These two words should never be used in close proximity, and that is the problem. The first function of the president is to protect the United States and its people from “all enemies, foreign and domestic.” The President’s Daily Brief, the collection of the best intelligence, is the daily summary of what our enemies are up to. It is the crown jewel of the intelligence community; being on the list of people who get a copy is one the main status symbols in Washington.
Unless you’re Donald Trump.
Trump Has Nearly Eliminated Intelligence Briefings From His Schedule Entirely
President Donald Trump’s interest in taking intelligence briefings has been declining steadily since his first months in office and has dropped to near zero in recent weeks, according to a HuffPost review of all of his daily schedules.

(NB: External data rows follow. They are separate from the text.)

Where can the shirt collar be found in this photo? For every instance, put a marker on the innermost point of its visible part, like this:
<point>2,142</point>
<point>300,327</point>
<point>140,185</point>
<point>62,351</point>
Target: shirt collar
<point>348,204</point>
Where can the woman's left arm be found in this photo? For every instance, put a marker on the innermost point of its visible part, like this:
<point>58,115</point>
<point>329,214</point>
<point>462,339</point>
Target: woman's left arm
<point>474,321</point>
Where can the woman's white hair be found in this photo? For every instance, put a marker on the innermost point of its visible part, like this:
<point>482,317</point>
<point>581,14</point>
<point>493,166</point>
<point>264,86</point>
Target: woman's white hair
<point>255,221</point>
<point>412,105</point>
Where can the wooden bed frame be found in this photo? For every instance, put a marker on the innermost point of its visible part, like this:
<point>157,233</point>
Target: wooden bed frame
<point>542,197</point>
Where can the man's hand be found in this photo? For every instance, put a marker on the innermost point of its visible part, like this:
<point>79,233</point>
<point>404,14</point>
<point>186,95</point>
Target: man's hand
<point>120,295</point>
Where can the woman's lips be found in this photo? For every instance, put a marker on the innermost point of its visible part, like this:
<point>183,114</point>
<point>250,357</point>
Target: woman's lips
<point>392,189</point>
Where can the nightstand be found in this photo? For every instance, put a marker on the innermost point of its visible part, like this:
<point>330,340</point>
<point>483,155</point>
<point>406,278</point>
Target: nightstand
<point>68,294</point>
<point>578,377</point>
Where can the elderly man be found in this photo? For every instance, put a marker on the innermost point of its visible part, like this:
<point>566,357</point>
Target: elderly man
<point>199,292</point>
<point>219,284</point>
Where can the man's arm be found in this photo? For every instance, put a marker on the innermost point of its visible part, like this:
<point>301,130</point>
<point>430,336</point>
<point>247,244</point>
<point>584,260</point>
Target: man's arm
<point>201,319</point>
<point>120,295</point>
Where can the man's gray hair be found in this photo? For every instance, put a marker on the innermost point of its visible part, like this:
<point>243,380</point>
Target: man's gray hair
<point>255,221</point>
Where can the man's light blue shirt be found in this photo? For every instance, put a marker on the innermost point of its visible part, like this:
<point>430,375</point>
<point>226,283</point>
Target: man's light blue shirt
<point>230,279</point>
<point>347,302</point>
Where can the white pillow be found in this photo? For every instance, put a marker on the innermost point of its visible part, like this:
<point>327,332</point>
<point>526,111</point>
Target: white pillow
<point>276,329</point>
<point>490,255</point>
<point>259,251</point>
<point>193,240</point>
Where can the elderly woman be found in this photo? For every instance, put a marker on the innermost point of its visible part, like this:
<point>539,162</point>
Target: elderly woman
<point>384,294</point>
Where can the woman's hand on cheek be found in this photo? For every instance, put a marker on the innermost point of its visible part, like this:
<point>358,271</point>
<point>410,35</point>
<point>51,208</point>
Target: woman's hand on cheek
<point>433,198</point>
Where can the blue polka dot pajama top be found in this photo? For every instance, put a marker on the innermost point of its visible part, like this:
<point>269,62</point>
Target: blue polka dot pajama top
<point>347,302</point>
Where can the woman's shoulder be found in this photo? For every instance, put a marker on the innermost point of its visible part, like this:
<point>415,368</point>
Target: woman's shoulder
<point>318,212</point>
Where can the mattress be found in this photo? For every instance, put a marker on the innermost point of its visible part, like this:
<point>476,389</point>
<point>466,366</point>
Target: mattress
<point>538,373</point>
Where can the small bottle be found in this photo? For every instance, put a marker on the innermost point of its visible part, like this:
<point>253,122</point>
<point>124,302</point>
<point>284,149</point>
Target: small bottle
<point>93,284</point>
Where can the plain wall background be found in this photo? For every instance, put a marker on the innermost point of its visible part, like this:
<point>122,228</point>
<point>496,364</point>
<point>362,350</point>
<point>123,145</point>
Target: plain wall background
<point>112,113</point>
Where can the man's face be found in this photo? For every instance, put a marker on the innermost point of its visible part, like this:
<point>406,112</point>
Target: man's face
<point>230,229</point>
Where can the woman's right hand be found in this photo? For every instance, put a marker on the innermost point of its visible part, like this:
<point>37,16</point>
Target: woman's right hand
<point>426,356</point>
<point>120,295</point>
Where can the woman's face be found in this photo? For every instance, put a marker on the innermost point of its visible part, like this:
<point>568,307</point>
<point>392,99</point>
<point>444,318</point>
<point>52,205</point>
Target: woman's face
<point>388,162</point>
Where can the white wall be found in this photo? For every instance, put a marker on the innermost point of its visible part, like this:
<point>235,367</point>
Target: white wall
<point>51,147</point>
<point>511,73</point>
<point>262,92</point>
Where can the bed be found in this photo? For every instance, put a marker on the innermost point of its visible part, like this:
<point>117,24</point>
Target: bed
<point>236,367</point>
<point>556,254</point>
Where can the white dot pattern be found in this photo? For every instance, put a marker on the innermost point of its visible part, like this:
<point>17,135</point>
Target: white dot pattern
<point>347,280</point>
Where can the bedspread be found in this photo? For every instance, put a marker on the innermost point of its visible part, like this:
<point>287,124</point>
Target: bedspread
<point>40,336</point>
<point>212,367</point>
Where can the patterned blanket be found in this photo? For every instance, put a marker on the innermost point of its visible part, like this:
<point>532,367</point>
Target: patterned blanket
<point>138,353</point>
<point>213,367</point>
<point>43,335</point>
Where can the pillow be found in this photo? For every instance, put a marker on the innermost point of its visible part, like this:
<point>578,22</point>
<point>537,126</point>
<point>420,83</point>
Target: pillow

Trump went from a high of 4.1 briefings per week on average in March 2017 to 0.7 per week since July 1, shortly after it became public that he had ignored intelligence reports about Russia offering bounties to the Taliban for each American soldier killed in Afghanistan.
Monday’s briefing, in fact, was the first in August and the first since July 22. That month had only three briefings scheduled.
The story notes that George W. Bush had his daily briefings before 7 in the morning. (He may have ignored the Bin Laden warning, but at least acknowledged getting it.) Obama had his PDB downloaded on an iPad so he could read at 6 AM. Trump, however, doesn’t want his daily dose of Fox and Friends interrupted by trivia like existential threats to the country, and rarely sees or hears the PDB before noon — on those days when he bothers to hear it at all.